Yves Smith says that Tony Blair’s decision to work as a part-time adviser to JP Morgan is "reprehensible". I’m more sanguine about it. Yes, the amount that Blair is pulling in is huge: 5 million pounds for his memoirs, millions more for speeches, (including $500,000 for a 20-minute speech in China), and now "a series of positions" in the private sector, some if not all of which are likely to carry seven-figure stipends.
One can’t explain all of this by saying that he has a large mortgage: after all, his wife is a very big earner in her own right, and Blair could probably have paid the full 3.5 million pounds that his house cost from his book advance alone.
On the other hand, Blair has four children, and I’m sure he wants to do well by them. His main job, as Middle East envoy, is unpaid. And if he does become president of the EU, he’ll have to give up his lucrative private-sector positions, so he might not have a lot of time to cash in between now and then.

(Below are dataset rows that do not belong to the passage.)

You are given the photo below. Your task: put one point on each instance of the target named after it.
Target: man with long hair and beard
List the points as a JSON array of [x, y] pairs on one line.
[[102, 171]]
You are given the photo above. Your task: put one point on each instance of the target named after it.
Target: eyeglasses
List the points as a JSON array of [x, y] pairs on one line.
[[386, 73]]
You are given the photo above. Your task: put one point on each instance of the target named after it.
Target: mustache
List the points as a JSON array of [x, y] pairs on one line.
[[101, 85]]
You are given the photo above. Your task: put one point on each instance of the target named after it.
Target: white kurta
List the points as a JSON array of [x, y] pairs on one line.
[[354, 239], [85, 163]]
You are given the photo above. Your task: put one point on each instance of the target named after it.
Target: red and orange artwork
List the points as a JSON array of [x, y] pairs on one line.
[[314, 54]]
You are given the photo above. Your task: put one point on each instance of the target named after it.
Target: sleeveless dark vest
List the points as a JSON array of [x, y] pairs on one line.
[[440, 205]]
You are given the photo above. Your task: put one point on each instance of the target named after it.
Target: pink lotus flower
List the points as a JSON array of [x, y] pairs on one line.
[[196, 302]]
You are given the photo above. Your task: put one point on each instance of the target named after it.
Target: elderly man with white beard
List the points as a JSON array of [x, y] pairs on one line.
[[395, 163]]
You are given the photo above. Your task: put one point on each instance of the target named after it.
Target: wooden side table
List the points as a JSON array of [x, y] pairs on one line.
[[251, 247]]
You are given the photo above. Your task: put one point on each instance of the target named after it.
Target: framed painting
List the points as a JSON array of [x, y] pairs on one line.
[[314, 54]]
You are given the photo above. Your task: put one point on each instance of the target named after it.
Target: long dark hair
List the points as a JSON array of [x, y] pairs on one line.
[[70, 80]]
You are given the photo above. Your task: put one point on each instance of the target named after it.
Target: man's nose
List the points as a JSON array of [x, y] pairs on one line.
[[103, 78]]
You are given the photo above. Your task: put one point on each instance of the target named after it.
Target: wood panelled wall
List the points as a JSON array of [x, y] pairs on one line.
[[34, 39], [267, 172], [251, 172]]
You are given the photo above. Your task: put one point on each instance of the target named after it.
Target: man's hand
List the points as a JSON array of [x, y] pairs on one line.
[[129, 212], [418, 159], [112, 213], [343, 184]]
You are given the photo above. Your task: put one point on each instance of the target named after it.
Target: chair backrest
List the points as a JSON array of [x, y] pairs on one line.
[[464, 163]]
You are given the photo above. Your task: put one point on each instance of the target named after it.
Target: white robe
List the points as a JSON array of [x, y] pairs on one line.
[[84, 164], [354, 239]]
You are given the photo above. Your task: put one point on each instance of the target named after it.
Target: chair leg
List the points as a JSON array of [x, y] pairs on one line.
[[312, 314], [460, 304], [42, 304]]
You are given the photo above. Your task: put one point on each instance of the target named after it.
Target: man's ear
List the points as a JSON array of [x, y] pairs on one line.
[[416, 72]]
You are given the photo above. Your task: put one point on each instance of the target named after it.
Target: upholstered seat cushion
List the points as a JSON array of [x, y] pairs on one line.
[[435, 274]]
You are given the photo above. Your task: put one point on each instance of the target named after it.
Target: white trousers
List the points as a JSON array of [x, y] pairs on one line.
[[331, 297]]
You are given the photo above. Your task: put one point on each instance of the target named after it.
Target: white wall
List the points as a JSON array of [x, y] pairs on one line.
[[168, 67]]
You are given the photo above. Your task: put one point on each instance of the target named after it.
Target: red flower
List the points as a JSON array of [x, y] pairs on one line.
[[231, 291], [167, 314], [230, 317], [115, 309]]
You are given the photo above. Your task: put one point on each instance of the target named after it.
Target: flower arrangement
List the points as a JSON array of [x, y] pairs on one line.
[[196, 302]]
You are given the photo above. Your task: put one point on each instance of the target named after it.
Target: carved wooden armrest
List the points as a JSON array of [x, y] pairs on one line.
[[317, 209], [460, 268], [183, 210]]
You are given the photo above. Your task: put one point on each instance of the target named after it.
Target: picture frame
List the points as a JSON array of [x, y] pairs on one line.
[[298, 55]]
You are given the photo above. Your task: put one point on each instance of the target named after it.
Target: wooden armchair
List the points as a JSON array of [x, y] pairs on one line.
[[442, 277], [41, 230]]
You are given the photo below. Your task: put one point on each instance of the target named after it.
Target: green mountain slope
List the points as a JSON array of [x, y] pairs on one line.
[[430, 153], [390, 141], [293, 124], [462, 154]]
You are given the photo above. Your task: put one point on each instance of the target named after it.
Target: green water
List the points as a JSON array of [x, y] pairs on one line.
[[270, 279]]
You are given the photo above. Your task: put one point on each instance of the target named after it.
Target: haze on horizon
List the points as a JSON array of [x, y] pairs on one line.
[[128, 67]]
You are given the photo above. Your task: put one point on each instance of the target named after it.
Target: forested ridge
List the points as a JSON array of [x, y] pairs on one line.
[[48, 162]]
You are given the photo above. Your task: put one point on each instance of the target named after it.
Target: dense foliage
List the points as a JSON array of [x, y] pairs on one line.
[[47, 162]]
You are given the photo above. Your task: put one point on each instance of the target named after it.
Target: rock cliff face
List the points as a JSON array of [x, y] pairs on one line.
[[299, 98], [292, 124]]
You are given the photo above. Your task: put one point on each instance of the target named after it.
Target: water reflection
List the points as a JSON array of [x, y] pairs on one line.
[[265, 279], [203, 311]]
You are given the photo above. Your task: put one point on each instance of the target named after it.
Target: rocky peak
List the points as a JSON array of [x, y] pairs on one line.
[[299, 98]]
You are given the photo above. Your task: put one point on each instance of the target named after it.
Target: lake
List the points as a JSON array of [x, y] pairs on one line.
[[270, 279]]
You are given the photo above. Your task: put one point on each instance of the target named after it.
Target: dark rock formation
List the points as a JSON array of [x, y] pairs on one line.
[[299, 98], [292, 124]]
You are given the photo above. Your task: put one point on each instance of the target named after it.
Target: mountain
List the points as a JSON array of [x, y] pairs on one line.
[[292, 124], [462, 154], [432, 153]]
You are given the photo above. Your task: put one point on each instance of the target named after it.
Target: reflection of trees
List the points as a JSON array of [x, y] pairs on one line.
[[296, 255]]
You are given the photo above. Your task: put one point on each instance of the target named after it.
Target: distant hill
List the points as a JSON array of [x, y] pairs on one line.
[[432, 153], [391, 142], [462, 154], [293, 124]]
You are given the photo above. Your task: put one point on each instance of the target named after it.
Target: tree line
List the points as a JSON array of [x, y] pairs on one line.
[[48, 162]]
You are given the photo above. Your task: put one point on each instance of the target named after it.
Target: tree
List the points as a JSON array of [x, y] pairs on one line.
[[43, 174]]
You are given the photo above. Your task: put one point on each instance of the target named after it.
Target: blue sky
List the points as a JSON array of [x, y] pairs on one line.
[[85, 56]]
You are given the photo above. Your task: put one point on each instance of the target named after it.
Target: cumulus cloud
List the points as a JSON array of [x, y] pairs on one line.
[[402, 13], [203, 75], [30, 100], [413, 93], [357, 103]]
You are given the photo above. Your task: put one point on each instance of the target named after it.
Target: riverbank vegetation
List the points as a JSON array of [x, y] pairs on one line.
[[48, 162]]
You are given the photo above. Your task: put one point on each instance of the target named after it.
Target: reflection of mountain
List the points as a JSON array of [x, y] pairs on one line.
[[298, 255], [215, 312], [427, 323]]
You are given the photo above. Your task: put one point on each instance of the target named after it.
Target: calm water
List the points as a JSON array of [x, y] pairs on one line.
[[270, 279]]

If JP Morgan wants to pay Blair something north of $1 million a year to schmooze clients and add his lustre to the bank, that’s great: I don’t think there’s much in the way of conflict there. Hell, the bank might even take his advice now and then: Blair certainly knows a lot about the inner workings of UK politics at its highest levels, and that’s something that any major bank in London has to be able to navigate.
Besides, Tory PMs do this kind of thing all the time; there’s no reason why Labour PMs shouldn’t follow suit. And what’s more, if people thought that going into British politics could make you rich, the country might get itself a better class of people wanting to become MPs in the first place.